But before he could pursue this totally unacceptable notion, she started to come back, and five minutes later she was okay. Panting again like a normal, overheated dog.
Matthew had to drive so Luke could stay in the back of the truck and be sure none of the hounds could jump out and strangle himself on the bale string.
They parked the truck under the huge old beech tree next to the dam so the hounds would be cool. We called it the loving tree because generations of young people had carved their initials in its soft skin. After a drink in the pond, the hounds didn’t fuss against the ties because they were exhausted and happy to be in the shade.
But where was Charlie? They had half expected to see him walking up the lane to the big house when they drove in. It was five o’clock. Gretchen would begin to wonder, although in the summer when Charlie was with Matthew, she never worried much.
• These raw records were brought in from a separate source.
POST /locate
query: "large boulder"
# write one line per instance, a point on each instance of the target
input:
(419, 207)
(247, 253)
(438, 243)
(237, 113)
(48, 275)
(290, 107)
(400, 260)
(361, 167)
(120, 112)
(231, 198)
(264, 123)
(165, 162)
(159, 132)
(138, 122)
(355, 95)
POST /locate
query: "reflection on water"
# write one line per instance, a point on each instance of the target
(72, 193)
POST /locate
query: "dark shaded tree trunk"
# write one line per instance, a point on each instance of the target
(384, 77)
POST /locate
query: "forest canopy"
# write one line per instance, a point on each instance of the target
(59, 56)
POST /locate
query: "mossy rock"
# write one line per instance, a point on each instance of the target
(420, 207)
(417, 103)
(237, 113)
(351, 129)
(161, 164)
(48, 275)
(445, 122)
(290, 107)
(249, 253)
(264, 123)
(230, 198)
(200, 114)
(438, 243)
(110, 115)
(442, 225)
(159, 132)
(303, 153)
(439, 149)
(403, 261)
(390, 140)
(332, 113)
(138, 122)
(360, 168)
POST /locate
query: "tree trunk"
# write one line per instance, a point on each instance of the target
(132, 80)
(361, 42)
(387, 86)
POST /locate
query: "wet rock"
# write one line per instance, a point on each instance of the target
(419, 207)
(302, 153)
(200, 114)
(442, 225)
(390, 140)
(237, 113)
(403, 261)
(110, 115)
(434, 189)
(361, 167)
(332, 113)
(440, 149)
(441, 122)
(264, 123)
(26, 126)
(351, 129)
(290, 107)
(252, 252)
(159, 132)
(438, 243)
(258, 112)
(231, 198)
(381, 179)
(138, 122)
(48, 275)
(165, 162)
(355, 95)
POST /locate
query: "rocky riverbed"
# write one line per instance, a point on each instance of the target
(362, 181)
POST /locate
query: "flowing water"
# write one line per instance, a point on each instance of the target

Matthew hollered a few times. They started across the north edge of the swamp, through the deep, open woods that separated the home pasture of Silver Hill from the swamp. Almost at the gravel road, they stopped and Matthew yelled again. This time Charlie’s raspy voice came back. “Here I am! Here I am!” he called over and over, not scared, but flat, like he was telling the air where he was.
The edge of the swamp was like the edge of a pond with almost no water in it. But it was deep in mud and swamp plants and dead oaks that could not grow in such a place. When Charlie emerged, the men almost burst out laughing. He had no shoes—as was his summer policy. A raggedy Sunday shirt that Gretchen had cut the sleeves off, and blue jeans, with one knee out, were covered in muddy swamp water. His blond hair was a beacon, because he refused to wear a hat.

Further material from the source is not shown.